Using the public Yelp review dataset, I trained a number of topic models and manually divided the output topics into groups of suitable and unsuitable words. For example, all topics containing only foods items (e.g. pasta, rice) would be considered useful, whereas topics around the restaurant interior (e.g. decor, atmosphere) are not useful to describe catered lunches.
After splitting each review into individual sentences, I used the word lists and a number of additional features to create a new corpus of mostly suitable review sentences. Finally, I built a Markov chain generator to generate new reviews based on the preprocessed training data.
I configured our Slack #food
channel to post a new lunch review at noon every working day. Here it is in action:
Look how cute! And people think AI is scary. Here's the ATX special, posted on taco Tuesday:
git clone https://github.com/melanietosik/dish_ai
virtualenv -p python3 env
source env/bin/activate
pip install -r requirements
APP_DEBUG=true python run.py filtered_sentences.pickle
Once it's up and running, go to http://0.0.0.0:5005/generate
in your browser to generate a new review.

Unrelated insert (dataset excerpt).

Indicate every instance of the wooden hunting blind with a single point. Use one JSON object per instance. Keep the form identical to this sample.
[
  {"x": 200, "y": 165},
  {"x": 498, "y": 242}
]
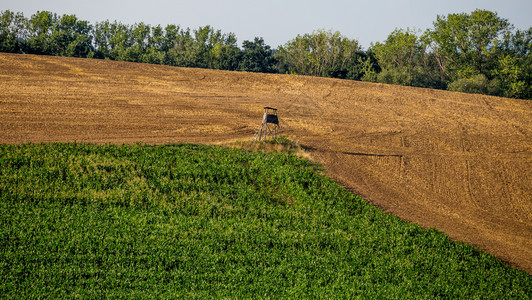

All the utility scripts for preprocessing the data and creating the Markov model are included in the /utils
folder. Usage information is included in each file. Below is the order in which to run each file.
preprocess_reviews.py
topic_model.py
prepare_markov_input.py
markov_model.py
iterate_markov_input.py
I used spaCy to parse the reviews. To use any of the NLP features, i.e. sentence segmentation and lemmatization, you need to download the language model for English.
python -m spacy download en
The output topics for various LDA models are included in the /topic_models
folder. The different values in the file names correspond to the number of clusters specified during training, i.e. all_lda_500.txt
is the output of a model with 500 topics.
The word lists I used to filter the reviews sentences are included in the /word_lists
folder. They might spare you any manual labeling!